NBC will attempt to work similar storytelling magic on just about every American or high-profile athlete that comes across the screen, fashioning their lives into kicky, emotional yarns. There’s another rivalry over on the gymnastics mats, where Wieber will be joined by teammate Gabby Douglas in trying to win the team all-around, before the two compete in the individual all around. On the heartstring front, until recently, Douglas’ father served in the Air Force. Swimmer Natalie Coughlin will attempt to become one of the most decorated American female Olympians ever, in one relay race. A cadre of American male sprinters beset by injuries and steroids have finally made it back to the Olympics, only to face Usain Bolt. There’s Ann Romney’s horse, a men’s basketball team with an inspired sense of style, and a 17-year-old female boxer, Claressa Shields, about whom there is so much story, there was actually a New Yorker story about her.
The format of the Olympics — the sheer quantity of events in such a short period of time, with so much athlete turnover every four years — and the content of the Olympics — sports that most people don’t pay much attention to until the Olympics come around, if even then (sorry, table tennis) — make the sort of endless, aggressive storytelling NBC will practice in the coming weeks necessary.

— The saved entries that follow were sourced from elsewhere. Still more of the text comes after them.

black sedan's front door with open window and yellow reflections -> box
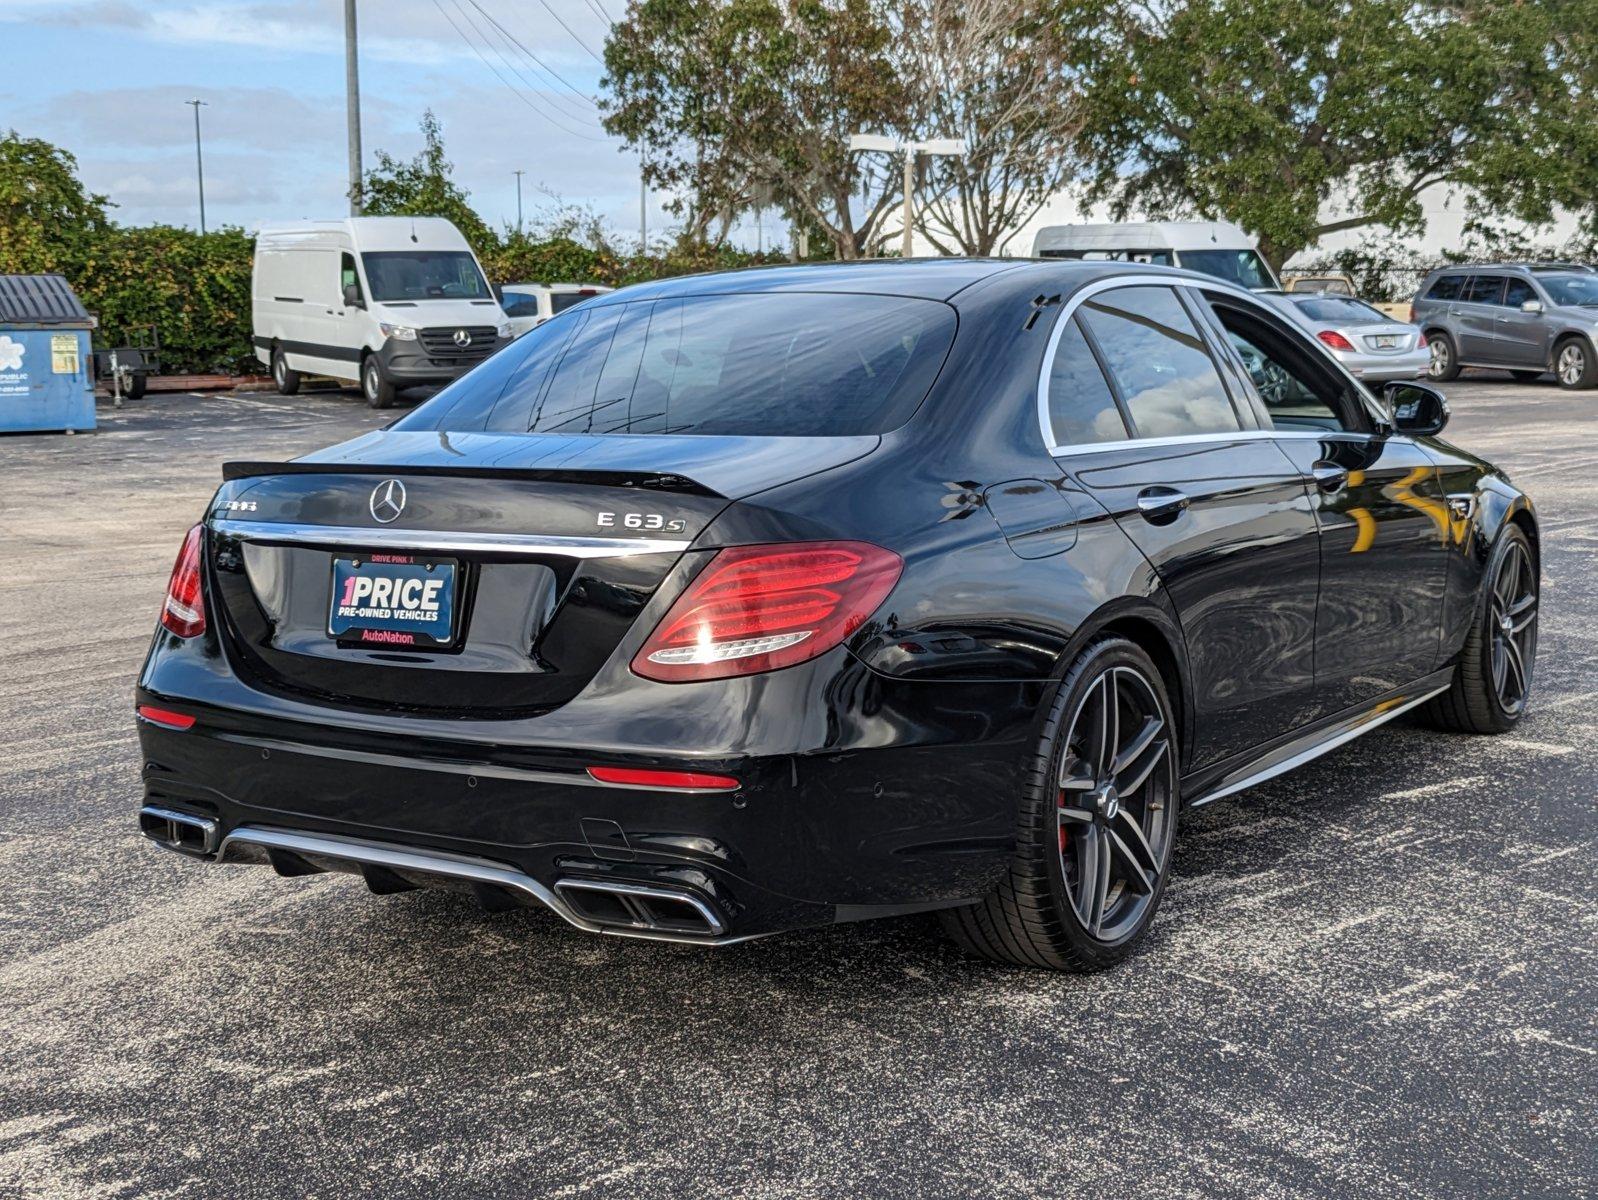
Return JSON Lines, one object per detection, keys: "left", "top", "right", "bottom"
{"left": 1208, "top": 292, "right": 1449, "bottom": 716}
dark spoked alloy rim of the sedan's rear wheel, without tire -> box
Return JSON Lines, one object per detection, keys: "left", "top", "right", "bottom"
{"left": 1058, "top": 666, "right": 1176, "bottom": 943}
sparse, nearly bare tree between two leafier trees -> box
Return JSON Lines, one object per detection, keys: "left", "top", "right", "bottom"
{"left": 901, "top": 0, "right": 1080, "bottom": 254}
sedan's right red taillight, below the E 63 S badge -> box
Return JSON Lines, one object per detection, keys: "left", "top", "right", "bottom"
{"left": 633, "top": 542, "right": 904, "bottom": 684}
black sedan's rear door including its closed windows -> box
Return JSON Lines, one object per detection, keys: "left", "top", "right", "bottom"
{"left": 1047, "top": 284, "right": 1320, "bottom": 767}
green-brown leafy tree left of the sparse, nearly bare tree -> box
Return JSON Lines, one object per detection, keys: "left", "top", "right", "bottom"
{"left": 604, "top": 0, "right": 912, "bottom": 259}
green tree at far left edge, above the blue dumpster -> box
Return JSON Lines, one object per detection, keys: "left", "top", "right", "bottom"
{"left": 0, "top": 129, "right": 107, "bottom": 275}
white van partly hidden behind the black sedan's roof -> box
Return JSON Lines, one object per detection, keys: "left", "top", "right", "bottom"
{"left": 1032, "top": 221, "right": 1282, "bottom": 291}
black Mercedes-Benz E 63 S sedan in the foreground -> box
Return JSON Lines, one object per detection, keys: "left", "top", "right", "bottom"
{"left": 136, "top": 259, "right": 1539, "bottom": 970}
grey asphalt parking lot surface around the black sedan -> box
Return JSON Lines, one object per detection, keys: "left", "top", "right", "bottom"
{"left": 0, "top": 377, "right": 1598, "bottom": 1198}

Audiences spend most of their lives not giving a hoot about synchronized swimming, or diving, or even the 200-meter butterfly, and NBC has to give us the tools to care about all of these sports, and in a hurry. The technical detail is usually less compelling than the personal one, the rules of synchronized swimming less interesting than the synchronized swimmers. (What kind of person gets to be an Olympic synchronized swimmer? Can’t wait for the segment on them!)

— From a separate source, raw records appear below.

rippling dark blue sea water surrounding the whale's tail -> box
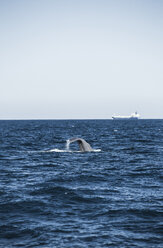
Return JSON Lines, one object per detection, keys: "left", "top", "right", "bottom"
{"left": 0, "top": 120, "right": 163, "bottom": 248}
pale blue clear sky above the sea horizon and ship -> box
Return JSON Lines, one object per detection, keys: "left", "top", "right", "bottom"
{"left": 0, "top": 0, "right": 163, "bottom": 119}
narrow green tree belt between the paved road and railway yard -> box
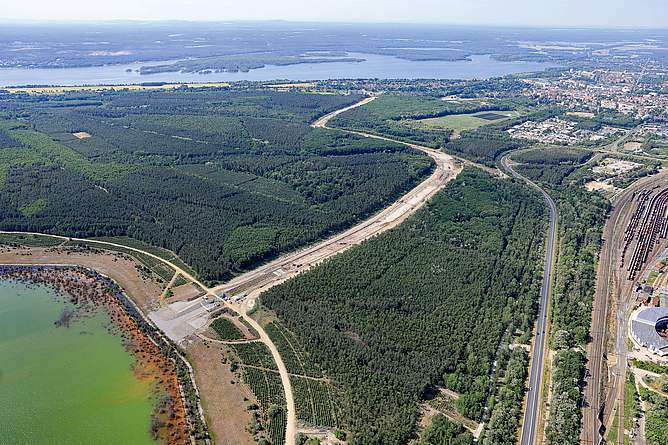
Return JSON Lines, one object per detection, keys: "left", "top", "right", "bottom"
{"left": 513, "top": 150, "right": 610, "bottom": 444}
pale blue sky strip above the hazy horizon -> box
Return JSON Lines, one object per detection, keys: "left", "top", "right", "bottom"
{"left": 0, "top": 0, "right": 668, "bottom": 28}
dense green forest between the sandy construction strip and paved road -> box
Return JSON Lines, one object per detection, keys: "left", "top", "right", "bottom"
{"left": 261, "top": 168, "right": 545, "bottom": 444}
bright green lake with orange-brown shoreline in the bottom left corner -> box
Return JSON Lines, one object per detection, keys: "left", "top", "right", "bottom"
{"left": 0, "top": 278, "right": 158, "bottom": 444}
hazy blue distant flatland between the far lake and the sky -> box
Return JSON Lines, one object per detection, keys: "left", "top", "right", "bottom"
{"left": 0, "top": 21, "right": 668, "bottom": 69}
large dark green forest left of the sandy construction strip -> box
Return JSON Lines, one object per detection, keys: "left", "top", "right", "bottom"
{"left": 0, "top": 84, "right": 434, "bottom": 280}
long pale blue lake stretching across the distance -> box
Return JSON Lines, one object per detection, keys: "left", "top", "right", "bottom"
{"left": 0, "top": 53, "right": 558, "bottom": 88}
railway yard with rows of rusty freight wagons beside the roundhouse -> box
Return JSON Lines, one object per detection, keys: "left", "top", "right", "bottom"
{"left": 582, "top": 173, "right": 668, "bottom": 444}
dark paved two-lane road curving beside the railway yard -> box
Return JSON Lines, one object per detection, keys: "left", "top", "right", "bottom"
{"left": 501, "top": 150, "right": 557, "bottom": 445}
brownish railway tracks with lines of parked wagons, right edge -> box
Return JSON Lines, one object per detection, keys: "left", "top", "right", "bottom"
{"left": 581, "top": 174, "right": 668, "bottom": 445}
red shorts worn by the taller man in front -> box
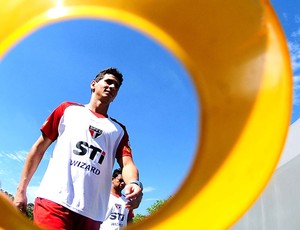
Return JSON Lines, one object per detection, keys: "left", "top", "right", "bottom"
{"left": 33, "top": 197, "right": 101, "bottom": 230}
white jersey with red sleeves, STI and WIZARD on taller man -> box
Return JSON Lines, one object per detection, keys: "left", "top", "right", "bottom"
{"left": 37, "top": 102, "right": 131, "bottom": 221}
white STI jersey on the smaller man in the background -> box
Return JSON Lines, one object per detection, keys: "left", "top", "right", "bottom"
{"left": 100, "top": 194, "right": 133, "bottom": 230}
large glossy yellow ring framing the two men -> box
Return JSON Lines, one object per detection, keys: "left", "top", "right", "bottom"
{"left": 0, "top": 0, "right": 292, "bottom": 229}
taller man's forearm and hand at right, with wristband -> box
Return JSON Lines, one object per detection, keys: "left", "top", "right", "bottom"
{"left": 119, "top": 156, "right": 143, "bottom": 209}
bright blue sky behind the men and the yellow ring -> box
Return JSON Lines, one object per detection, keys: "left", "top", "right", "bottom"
{"left": 0, "top": 0, "right": 300, "bottom": 214}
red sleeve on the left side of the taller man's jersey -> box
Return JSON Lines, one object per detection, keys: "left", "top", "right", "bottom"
{"left": 40, "top": 102, "right": 75, "bottom": 141}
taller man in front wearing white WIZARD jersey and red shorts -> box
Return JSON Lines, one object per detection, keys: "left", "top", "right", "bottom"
{"left": 14, "top": 68, "right": 142, "bottom": 230}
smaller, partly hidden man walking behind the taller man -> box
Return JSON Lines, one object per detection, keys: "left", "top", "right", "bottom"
{"left": 100, "top": 169, "right": 138, "bottom": 230}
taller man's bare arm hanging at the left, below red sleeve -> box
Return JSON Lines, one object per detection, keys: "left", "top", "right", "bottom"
{"left": 14, "top": 134, "right": 52, "bottom": 212}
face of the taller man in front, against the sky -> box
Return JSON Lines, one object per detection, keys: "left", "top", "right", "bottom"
{"left": 91, "top": 74, "right": 120, "bottom": 102}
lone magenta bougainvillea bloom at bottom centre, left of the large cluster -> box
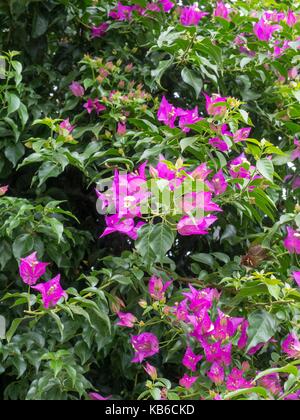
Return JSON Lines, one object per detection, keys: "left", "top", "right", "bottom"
{"left": 131, "top": 333, "right": 159, "bottom": 363}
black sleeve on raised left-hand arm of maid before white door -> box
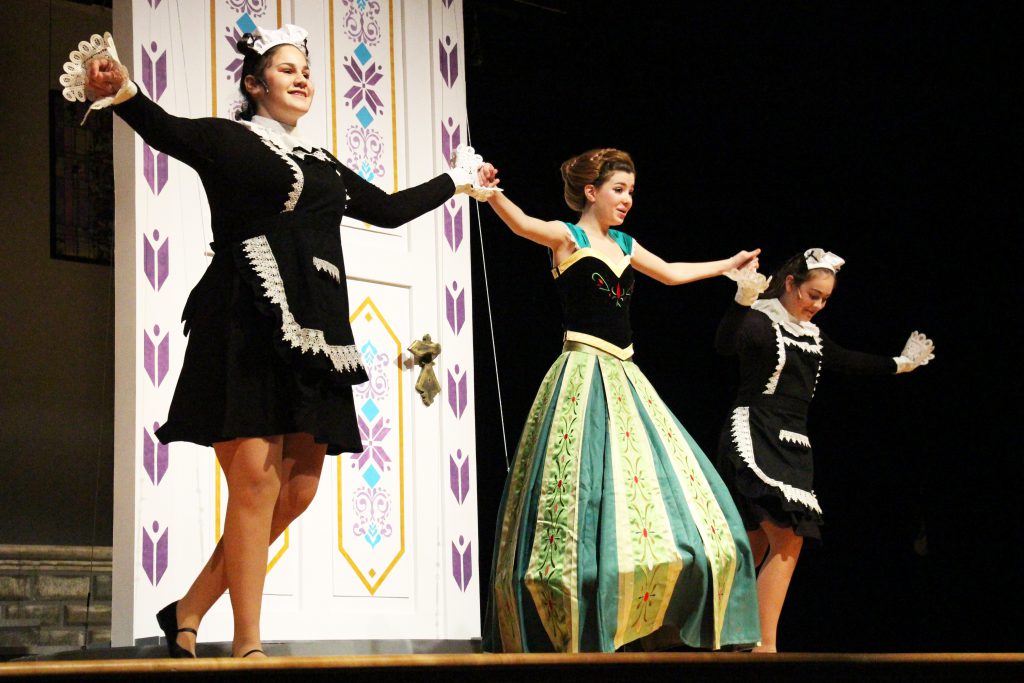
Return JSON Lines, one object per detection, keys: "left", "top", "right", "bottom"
{"left": 114, "top": 88, "right": 222, "bottom": 170}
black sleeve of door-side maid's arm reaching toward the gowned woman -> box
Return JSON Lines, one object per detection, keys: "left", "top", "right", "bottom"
{"left": 341, "top": 164, "right": 455, "bottom": 227}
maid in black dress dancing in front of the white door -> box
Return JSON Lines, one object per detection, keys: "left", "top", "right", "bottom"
{"left": 61, "top": 25, "right": 495, "bottom": 657}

These narrative hooks — the melodramatic through lines — have pride of place at the Olympics, but they are a key part of all sports. When it comes to storytelling, the difference between the Olympics and the NBA, NFL or major league baseball is that fans of the Thunder or Heat, Red Sox or Yankees, Cowboys or Giants don’t need to be told these stories because they already know them by heart. (And even this doesn’t stop the media from retelling them all the time: See every single article about Lebron James basically ever.) Most people watching Roger Federer win Wimbledon a few weeks ago already understood exactly why it was so important to him, that just days before it had seemed like he, perhaps the best tennis player of all time, was going to be stuck in third place for the rest of his career, watching Novak Djokovic and Rafael Nadal duke it out for tennis supremacy. Any dedicated basketball, baseball or football fan already knows more about the players on their teams' background, habits, capabilities, competitive spirit and oddball qualities than any five-minute bio could begin to capture.
All this information — these narrative arcs, these soap operas of character— are what imbue sports with stakes and meaning, and — alongside feats of amazing athletic skill — make watching them so much fun. To make the Olympics as pleasurable as possible, NBC has to provide its audience with enough well-edited information about the athletes to get them invested, to care whether they win or lose. To bend a famous Joan Didion quote to the subject at hand: We tell ourselves stories in order to enjoy the trampolinist.